EO4Wetlands, depoldering monitored by satellite

A protective barrier that is all the more important in the current context of rising sea levels, wetlands play a major role in countering disasters such as floods and tides. Faced with recurring sea storms, some northern European coasts are restoring their polders by creating gaps that will allow the sea to take its place once again. This is followed by a sedimentation process that encourages the relatively rapid rebirth of mudflats and salt meadows, which then provide a buffer space to slow down the swell. This is the process implemented by the Living Lab Hedwige-Prosperpolder (LLHPP), on the border between Belgium and the Netherlands, and closely monitored by the EO4Wetlands project to monitor these changes.

Preparation in the field

"We walked for three hours in the mud!" laughs Cyrille Fauchard, project manager for Cerema, as he recalls his first visit to the Hedwige-Prosperpolder last July. "Above all, we saw how, following the demolition of the dykes in 2022, the tides that flow in and out of the polder will give way to marsh-like vegetation. Most of it has already been revegetated - it's really impressive! On site, Stijn Temmerman, a geographer specializing in coastal landscapes and rivers at the University of Antwerp, acted as our guide. Running a research programme alongside other scientists, including biologists and sedimentologists, his team monitors the polder in situ and is very interested in our satellite monitoring approach, particularly for monitoring temperatures and water content. They have given us access to parts of the polder that are off-limits to the public, with permission to install a probe to correlate its data with that from the satellites".

▲ Field visit to LLHPP on 17 July 2023. View of the polder being revegetated with, in the background, the port of Antwerp. © Cerema

The EO4Wetlands team returned to the polder on Thursday 9 November 2023 to install the famous probe. The probe will provide near-continuous measurements of the temperature in the air, on the ground and at depth, as well as water content. "This permanent monitoring is essential to validate the satellite data and the results of the algorithms, with the advantage of a connected probe that allows us to easily retrieve the measurements via a web cloud," explains Cyrille Fauchard.

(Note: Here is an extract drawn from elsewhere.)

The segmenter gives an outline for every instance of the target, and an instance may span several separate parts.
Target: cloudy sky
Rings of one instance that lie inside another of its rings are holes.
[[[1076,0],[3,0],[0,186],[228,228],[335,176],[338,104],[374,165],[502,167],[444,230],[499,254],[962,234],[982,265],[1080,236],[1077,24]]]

▲ On the right of the image, the probe measures multiple parameters at a depth of 1 m (temperature, water content, permittivity, conductivity). © Cerema

 Preparing the application

This is where Geomatys comes in, tasked with developing the tool that will produce vegetation evolution maps. To do this, it is going to generate a digital twin of the polder: "we are currently working on the data cube, which will host different and complex data: geophysical, hydrological, oceanographic, altimetric, meteorological... Some will come from LIDAR sensors (remote laser measurements), others from satellites (in the visible, radar and thermal domains), not forgetting in-situ data. The digital twin will aggregate all these data to visualize the evolution of the polder. We are already capable of modelling the water surface and adapting it to the water heights measured in real time by the in-situ probe," explains Vincent Heurteaux, remote sensing engineer and director of Geomatys.

▲ The digital terrain model of the ASTER satellite area is the very first test image. © Image : NASA / DTM : Cerema

At the same time, Cerema has recruited a post-doctoral student who, from February 2024, will be working on the vegetation component based on satellite images. He will be accompanied by Teodolina Lopez, a research engineer at Cerema: "The aim is to develop a processing chain to classify vegetation in order to study changes over time, particularly before and after a dyke breach. The main building block will be based on visible observations, then we will test the added value - or otherwise!”

In the meantime, Teodolina Lopez will be processing a whole range of images of the polder that Geomatys will use for its initial tests: day and night thermal ASTER images, Sentinel-1 radar images, Pleiades images (visible range), not forgetting LIDAR images.

▲ Extracts from various surface temperature maps estimated by a) Landsat 8 and b) and c) MODIS Terra. © Images : NASA / LST : Cerema

So, we have a great project on the go, and we'll be keeping a close eye on it!